Solved – Akinator.com and Naive Bayes classifier

machine learningnaive bayes

Context: I am a programmer with some (half-forgotten) experience in statistics from uni courses. Recently I stumbled upon http://akinator.com and spent some time trying to make it fail. And who wasn't? 🙂

I've decided to find out how it could work. After googling and reading related blog posts and adding some of my (limited) knowledge into resulting mix I come up with the following model (I'm sure that I'll use the wrong notation, please don't kill me for that):

There are Subjects (S) and Questions (Q). Goal of the predictor is to select the subject S which has the greatest aposterior probability of being the subject that user is thinking about, given questions and answers collected so far.

Let game G be a set of questions asked and answers given: $\{q_1, a_1\}, \{q_2, a_2\} … \{q_n, a_n\}$.

Then predictor is looking for $P(S|G) = \frac{P(G|S) * P(S)}{P(G)}$.

Prior for subjects ($P(S)$) could be just the number of times subject has been guessed divided by total number of games.

Making an assumption that all answers are independent, we could compute the likelihood of subject S given the game G like so:

$P(G|S) = \prod_{i=1..n} P(\{q_i, a_i\} | S)$

We could calculate the $P(\{q_i, a_i\} | S)$ if we keep track of which questions and answers were given when the used have though of given subject:

$P({q, a} | S) = \frac{answer\ a\ was\ given\ to\ question\ q\ in\ the\ game\ when\ S\ was\ the\ subject}{number\ of\ times\ q\ was\ asked\ in\ the\ games\ involving\ S}$

Now, $P(S|G)$ defines a probability distribution over subjects and when we need to select the next question we have to select the one for which the expected change in the entropy of this distribution is maximal:

$argmax_j (H[P(S|G)] – \sum_{a=yes,no,maybe…} H[P(S|G \vee \{q_j, a\})]$

I've tried to implement this and it works. But, obviously, as the number of subjects goes up, performance degrades due to the need to recalculate the $P(S|G)$ after each move and calculate updated distribution $P(S|G \vee \{q_j, a\})$ for question selection.

I suspect that I simply have chosen the wrong model, being constrained by the limits of my knowledge. Or, maybe, there is an error in the math. Please enlighten me: what should I make myself familiar with, or how to change the predictor so that it could cope with millions of subjects and thousands of questions?

Best Answer

This game looks similar to 20 questions at http://20q.net, which the creator reports is based on a neural network. Here's one way to structure such network, similar to the neural network described in Concept description vectors and the 20 question game.

You'd have

  1. A fixed number of questions, with some questions marked as "final" questions.
  2. One input unit per question, where 0/1 represents no/yes answer. Initially set to 0.5
  3. One output unit per question, sigmoid squished into 0..1 range
  4. Hidden layer connecting all input units to all output units.
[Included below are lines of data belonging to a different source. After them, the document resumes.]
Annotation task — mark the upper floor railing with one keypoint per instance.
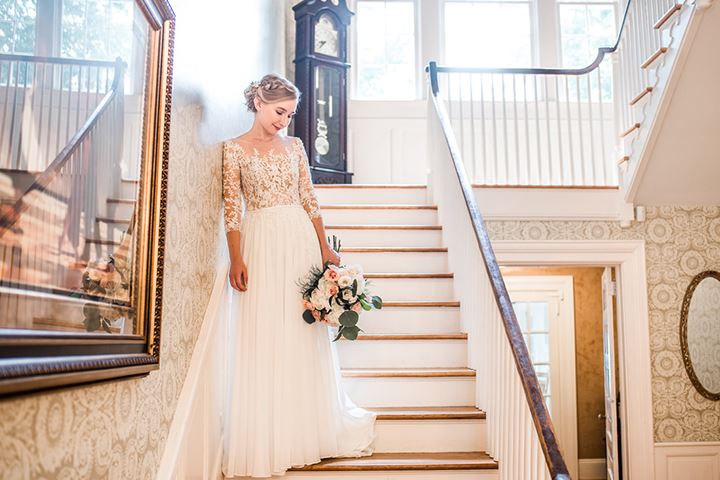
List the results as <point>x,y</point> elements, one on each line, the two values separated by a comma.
<point>49,220</point>
<point>554,126</point>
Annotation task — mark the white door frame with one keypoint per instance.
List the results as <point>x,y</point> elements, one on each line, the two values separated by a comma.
<point>562,353</point>
<point>633,335</point>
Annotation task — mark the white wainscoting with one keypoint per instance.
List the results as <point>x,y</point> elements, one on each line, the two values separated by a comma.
<point>592,469</point>
<point>387,141</point>
<point>687,460</point>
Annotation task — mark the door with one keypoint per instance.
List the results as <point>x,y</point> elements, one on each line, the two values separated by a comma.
<point>611,423</point>
<point>544,307</point>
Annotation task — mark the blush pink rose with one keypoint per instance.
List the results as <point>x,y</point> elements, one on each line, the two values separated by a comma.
<point>331,273</point>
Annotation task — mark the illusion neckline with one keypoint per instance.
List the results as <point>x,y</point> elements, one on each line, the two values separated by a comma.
<point>286,149</point>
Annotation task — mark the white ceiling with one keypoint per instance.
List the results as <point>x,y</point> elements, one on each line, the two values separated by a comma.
<point>684,166</point>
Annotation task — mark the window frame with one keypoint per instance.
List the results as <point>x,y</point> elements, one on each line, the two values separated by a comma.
<point>418,77</point>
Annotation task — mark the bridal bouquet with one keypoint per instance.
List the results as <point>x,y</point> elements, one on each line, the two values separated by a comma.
<point>336,296</point>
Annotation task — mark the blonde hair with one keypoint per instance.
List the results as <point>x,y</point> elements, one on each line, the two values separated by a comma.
<point>270,89</point>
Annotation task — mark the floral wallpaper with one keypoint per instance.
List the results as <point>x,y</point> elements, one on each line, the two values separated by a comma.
<point>703,331</point>
<point>680,243</point>
<point>117,430</point>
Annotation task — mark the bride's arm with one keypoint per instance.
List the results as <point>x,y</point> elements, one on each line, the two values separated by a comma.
<point>310,204</point>
<point>232,201</point>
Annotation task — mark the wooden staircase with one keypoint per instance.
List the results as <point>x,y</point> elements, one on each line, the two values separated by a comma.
<point>410,365</point>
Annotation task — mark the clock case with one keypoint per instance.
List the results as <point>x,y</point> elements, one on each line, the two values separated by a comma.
<point>307,14</point>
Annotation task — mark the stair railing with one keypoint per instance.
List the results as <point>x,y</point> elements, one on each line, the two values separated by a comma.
<point>520,432</point>
<point>45,228</point>
<point>555,126</point>
<point>43,102</point>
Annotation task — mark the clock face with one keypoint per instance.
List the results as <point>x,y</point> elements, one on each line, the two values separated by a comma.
<point>326,37</point>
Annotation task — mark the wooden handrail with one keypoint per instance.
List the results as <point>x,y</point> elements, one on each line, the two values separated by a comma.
<point>43,180</point>
<point>653,57</point>
<point>536,402</point>
<point>667,16</point>
<point>602,51</point>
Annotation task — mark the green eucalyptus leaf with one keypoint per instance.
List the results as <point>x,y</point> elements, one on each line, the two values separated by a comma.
<point>307,316</point>
<point>351,333</point>
<point>349,319</point>
<point>340,331</point>
<point>377,302</point>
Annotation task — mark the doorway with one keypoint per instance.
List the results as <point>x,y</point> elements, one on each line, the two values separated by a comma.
<point>562,312</point>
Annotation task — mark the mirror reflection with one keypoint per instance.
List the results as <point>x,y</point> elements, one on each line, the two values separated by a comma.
<point>72,86</point>
<point>703,333</point>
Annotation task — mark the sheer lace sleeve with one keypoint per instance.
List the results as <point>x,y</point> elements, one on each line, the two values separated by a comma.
<point>305,186</point>
<point>232,188</point>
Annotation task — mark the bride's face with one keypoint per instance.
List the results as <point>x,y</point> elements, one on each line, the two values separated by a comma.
<point>275,116</point>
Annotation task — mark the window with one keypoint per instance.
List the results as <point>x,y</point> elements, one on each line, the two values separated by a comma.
<point>97,29</point>
<point>586,26</point>
<point>17,26</point>
<point>488,33</point>
<point>385,58</point>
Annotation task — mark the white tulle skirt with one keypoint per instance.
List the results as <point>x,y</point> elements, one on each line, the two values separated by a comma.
<point>285,406</point>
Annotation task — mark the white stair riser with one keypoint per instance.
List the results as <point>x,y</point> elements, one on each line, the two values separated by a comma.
<point>129,190</point>
<point>425,289</point>
<point>387,238</point>
<point>402,353</point>
<point>372,196</point>
<point>398,262</point>
<point>466,435</point>
<point>110,231</point>
<point>351,216</point>
<point>413,391</point>
<point>411,320</point>
<point>399,475</point>
<point>122,211</point>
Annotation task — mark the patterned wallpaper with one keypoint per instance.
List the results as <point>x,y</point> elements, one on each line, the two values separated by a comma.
<point>117,430</point>
<point>680,243</point>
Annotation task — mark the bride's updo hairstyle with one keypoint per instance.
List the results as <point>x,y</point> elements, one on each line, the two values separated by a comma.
<point>270,89</point>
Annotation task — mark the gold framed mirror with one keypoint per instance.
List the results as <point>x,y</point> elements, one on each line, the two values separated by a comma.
<point>84,147</point>
<point>700,333</point>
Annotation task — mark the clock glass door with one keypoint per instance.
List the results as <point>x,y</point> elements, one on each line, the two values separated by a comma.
<point>326,131</point>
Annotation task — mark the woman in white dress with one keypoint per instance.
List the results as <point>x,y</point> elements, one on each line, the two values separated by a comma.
<point>285,406</point>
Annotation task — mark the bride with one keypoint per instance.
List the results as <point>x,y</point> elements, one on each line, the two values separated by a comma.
<point>284,406</point>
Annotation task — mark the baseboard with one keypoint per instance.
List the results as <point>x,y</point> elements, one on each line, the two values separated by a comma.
<point>684,460</point>
<point>592,469</point>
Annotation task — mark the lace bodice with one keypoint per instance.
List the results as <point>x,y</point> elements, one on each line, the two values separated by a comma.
<point>274,178</point>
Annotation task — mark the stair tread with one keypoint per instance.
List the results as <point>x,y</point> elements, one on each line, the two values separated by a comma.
<point>384,227</point>
<point>428,413</point>
<point>369,185</point>
<point>407,461</point>
<point>418,303</point>
<point>409,372</point>
<point>413,336</point>
<point>383,206</point>
<point>394,249</point>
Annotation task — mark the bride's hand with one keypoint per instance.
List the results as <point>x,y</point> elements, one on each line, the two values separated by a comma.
<point>238,276</point>
<point>330,255</point>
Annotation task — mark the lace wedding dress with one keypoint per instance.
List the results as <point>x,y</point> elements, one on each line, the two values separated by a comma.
<point>285,406</point>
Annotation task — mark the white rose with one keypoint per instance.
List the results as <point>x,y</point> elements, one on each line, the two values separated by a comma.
<point>344,281</point>
<point>318,300</point>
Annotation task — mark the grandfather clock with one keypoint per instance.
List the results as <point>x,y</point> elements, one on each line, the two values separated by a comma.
<point>321,74</point>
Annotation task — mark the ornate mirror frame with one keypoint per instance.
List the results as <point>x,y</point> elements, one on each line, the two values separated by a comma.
<point>684,346</point>
<point>38,360</point>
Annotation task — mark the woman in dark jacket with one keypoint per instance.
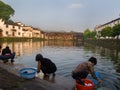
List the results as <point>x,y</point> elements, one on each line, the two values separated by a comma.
<point>46,65</point>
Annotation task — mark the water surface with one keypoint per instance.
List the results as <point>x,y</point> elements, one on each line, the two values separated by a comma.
<point>67,55</point>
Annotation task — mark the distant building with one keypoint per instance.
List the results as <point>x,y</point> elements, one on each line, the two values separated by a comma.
<point>18,30</point>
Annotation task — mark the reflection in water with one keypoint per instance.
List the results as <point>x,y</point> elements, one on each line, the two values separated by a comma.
<point>67,55</point>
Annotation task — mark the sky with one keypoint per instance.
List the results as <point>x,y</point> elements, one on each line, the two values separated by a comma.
<point>64,15</point>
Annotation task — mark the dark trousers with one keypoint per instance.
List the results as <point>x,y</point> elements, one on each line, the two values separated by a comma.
<point>46,70</point>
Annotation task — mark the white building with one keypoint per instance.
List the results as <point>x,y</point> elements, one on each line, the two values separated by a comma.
<point>112,23</point>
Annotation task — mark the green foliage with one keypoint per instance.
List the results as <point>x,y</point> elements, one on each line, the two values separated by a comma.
<point>6,11</point>
<point>116,30</point>
<point>107,31</point>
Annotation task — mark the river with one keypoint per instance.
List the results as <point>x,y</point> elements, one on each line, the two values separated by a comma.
<point>67,55</point>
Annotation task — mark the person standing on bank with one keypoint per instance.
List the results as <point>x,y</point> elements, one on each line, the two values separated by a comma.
<point>83,69</point>
<point>7,54</point>
<point>46,65</point>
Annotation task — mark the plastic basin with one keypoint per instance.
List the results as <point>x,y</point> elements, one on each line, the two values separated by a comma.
<point>27,73</point>
<point>89,85</point>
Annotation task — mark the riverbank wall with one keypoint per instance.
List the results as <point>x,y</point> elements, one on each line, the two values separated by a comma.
<point>106,43</point>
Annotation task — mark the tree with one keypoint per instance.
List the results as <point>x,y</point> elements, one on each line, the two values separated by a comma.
<point>6,11</point>
<point>107,31</point>
<point>87,33</point>
<point>116,30</point>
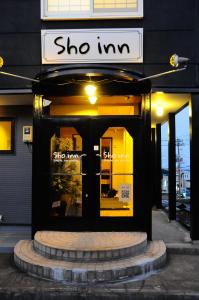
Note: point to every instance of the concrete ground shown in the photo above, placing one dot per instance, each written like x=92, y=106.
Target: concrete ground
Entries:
x=178, y=280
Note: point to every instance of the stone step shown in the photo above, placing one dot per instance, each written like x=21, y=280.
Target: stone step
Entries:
x=89, y=246
x=28, y=260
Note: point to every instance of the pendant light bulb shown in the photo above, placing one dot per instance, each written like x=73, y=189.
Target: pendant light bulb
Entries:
x=90, y=89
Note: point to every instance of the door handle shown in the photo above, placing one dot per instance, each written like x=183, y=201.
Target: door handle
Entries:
x=81, y=157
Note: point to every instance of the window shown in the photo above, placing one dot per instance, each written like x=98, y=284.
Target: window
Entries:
x=6, y=135
x=86, y=9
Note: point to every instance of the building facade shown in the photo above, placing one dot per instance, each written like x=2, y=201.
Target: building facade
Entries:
x=56, y=35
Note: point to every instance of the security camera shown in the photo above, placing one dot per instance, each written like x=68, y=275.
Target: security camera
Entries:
x=176, y=60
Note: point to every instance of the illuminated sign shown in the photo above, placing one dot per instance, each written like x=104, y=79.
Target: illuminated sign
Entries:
x=92, y=46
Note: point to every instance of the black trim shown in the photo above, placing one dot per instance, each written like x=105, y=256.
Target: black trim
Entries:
x=67, y=80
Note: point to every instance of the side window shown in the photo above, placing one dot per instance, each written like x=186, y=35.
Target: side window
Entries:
x=7, y=135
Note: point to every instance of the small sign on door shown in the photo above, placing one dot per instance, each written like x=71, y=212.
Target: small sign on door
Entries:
x=125, y=192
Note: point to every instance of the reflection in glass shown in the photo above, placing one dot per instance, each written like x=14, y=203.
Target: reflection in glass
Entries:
x=66, y=179
x=116, y=176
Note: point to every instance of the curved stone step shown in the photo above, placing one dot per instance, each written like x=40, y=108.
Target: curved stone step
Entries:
x=127, y=268
x=89, y=246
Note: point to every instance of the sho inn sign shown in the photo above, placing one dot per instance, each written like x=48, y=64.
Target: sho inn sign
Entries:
x=92, y=46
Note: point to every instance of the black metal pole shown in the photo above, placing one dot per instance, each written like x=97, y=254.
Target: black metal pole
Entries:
x=172, y=167
x=158, y=167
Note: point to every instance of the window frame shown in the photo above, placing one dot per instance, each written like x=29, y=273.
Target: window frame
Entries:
x=12, y=120
x=45, y=15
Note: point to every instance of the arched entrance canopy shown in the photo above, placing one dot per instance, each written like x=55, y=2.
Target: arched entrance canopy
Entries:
x=69, y=80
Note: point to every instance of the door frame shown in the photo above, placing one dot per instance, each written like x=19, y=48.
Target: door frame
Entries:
x=92, y=221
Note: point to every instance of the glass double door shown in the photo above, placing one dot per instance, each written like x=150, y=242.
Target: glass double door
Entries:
x=88, y=166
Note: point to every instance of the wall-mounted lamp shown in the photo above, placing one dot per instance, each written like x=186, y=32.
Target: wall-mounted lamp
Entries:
x=176, y=60
x=90, y=89
x=159, y=111
x=46, y=102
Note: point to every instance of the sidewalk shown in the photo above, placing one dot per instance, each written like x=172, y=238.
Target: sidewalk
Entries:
x=178, y=280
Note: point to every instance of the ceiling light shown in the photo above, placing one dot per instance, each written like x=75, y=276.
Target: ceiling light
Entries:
x=92, y=99
x=90, y=89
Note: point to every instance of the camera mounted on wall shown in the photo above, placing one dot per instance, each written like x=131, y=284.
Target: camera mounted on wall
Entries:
x=176, y=61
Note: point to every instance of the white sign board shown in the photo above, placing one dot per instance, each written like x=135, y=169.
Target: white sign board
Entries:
x=112, y=45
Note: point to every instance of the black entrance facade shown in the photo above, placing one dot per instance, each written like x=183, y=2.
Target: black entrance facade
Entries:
x=90, y=173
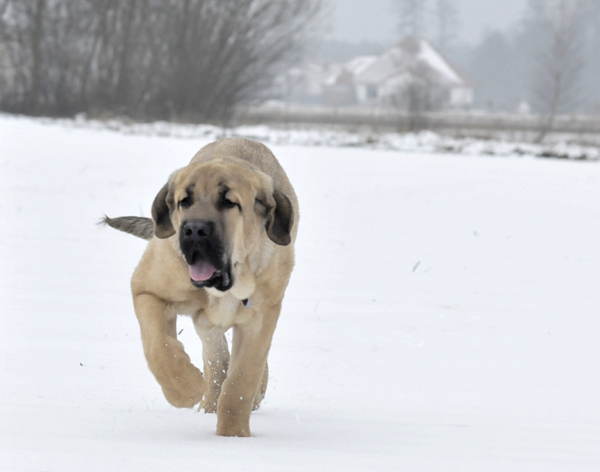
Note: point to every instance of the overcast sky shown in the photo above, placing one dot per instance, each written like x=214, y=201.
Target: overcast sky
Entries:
x=375, y=20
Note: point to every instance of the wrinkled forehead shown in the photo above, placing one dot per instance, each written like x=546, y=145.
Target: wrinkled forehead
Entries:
x=208, y=178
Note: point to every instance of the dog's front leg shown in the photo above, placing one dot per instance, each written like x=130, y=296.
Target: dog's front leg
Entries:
x=182, y=383
x=216, y=361
x=251, y=343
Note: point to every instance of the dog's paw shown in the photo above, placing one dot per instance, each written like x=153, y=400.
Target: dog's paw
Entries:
x=186, y=388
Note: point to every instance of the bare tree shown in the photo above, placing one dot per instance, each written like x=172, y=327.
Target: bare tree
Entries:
x=149, y=58
x=559, y=64
x=413, y=17
x=446, y=14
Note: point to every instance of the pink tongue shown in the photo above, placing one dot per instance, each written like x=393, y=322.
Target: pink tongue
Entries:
x=202, y=270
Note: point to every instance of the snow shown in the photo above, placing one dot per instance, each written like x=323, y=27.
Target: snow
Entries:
x=443, y=314
x=423, y=141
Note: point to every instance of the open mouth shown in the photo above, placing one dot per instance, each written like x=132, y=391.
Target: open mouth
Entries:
x=204, y=274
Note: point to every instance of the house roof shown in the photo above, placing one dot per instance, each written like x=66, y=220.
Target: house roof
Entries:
x=400, y=60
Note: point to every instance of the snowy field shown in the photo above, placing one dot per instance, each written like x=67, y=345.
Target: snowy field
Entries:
x=444, y=314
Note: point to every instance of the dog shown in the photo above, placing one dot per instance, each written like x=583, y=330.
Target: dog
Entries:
x=221, y=250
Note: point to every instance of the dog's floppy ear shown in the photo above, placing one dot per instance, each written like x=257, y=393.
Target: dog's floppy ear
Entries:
x=280, y=218
x=161, y=214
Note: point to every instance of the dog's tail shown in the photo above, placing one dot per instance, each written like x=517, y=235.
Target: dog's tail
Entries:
x=136, y=225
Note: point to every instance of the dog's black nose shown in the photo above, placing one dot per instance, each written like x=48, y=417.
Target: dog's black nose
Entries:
x=196, y=230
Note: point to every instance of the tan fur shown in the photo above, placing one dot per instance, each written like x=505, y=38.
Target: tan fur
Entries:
x=232, y=384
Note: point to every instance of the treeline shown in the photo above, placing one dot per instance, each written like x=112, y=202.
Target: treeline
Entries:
x=165, y=59
x=550, y=60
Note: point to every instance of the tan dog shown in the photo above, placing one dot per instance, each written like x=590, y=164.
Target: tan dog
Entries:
x=222, y=252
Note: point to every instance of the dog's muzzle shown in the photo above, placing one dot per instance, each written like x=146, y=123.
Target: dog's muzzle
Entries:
x=204, y=253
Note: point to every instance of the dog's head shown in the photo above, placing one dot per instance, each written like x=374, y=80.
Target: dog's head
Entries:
x=223, y=212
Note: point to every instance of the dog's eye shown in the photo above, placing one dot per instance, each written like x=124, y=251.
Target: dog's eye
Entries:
x=186, y=202
x=226, y=203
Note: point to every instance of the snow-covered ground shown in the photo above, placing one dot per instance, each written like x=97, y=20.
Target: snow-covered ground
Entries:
x=424, y=141
x=444, y=313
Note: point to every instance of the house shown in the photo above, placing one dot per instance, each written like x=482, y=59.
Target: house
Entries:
x=411, y=75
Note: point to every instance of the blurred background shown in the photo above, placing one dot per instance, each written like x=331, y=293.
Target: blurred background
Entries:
x=462, y=66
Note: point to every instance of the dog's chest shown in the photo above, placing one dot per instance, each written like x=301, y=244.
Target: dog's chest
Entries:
x=227, y=311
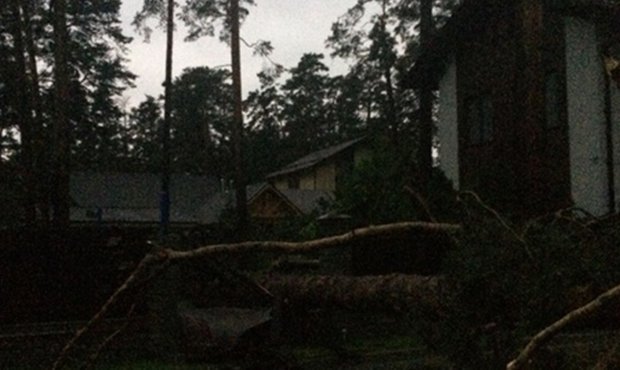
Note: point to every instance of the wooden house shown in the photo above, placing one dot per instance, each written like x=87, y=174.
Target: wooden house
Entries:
x=132, y=199
x=321, y=170
x=266, y=204
x=529, y=112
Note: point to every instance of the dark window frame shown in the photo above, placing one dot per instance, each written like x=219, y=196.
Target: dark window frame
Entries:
x=479, y=119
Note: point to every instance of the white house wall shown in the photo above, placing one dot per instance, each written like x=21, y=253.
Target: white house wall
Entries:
x=586, y=117
x=447, y=128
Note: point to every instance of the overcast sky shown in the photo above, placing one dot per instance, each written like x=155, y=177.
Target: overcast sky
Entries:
x=294, y=27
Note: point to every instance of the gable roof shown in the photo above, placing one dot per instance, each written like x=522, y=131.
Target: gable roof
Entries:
x=470, y=18
x=134, y=197
x=314, y=158
x=303, y=201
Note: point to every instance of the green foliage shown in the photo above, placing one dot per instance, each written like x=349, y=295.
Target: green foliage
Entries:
x=505, y=284
x=376, y=191
x=202, y=120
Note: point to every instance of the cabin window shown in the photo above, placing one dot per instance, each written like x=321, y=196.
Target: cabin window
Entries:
x=553, y=100
x=479, y=119
x=293, y=182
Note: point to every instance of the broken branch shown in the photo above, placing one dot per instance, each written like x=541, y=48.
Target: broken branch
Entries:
x=552, y=330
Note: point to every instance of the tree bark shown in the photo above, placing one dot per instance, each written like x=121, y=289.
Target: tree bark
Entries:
x=25, y=117
x=165, y=132
x=61, y=127
x=425, y=146
x=240, y=191
x=40, y=159
x=160, y=259
x=544, y=336
x=395, y=292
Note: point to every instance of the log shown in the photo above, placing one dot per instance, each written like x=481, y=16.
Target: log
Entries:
x=394, y=292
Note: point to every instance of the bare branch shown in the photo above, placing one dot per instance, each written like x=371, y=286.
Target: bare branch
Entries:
x=317, y=244
x=160, y=259
x=131, y=281
x=502, y=221
x=552, y=330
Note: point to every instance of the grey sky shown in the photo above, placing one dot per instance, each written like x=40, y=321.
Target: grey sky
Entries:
x=293, y=26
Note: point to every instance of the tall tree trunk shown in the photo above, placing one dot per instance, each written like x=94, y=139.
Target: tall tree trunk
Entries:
x=425, y=147
x=165, y=137
x=240, y=192
x=25, y=118
x=61, y=128
x=40, y=165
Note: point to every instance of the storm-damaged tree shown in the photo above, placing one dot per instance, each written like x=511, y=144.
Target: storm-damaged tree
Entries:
x=202, y=122
x=165, y=11
x=383, y=38
x=61, y=126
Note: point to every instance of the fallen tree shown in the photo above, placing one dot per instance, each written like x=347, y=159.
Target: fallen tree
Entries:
x=547, y=334
x=159, y=259
x=395, y=292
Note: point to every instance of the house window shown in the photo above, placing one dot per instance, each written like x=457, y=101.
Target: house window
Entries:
x=479, y=119
x=553, y=100
x=293, y=182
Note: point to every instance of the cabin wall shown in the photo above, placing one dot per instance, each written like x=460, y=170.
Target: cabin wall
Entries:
x=447, y=126
x=586, y=117
x=487, y=58
x=325, y=177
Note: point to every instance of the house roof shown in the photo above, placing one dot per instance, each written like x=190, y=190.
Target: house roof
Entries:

Input units for questions that have been answered are set to 0 or 1, and the assumption is that neural network has been trained to make output units output values close to 1 for questions that have "Yes" answer given a set of existing answers.

At each stage you would pick the question which NN is the least sure about, ie, corresponding output unit is close to 0.5, ask the question, and set corresponding input unit to the answer. At the last stage you pick an output unit from the "final question" list with value closest to 1.

Each game of 20 questions gives 20 datapoints which you can use to update NN's weights with back-propagation, ie, you update the weights to make the outputs of current neural network match the true answer given all the previous questions asked.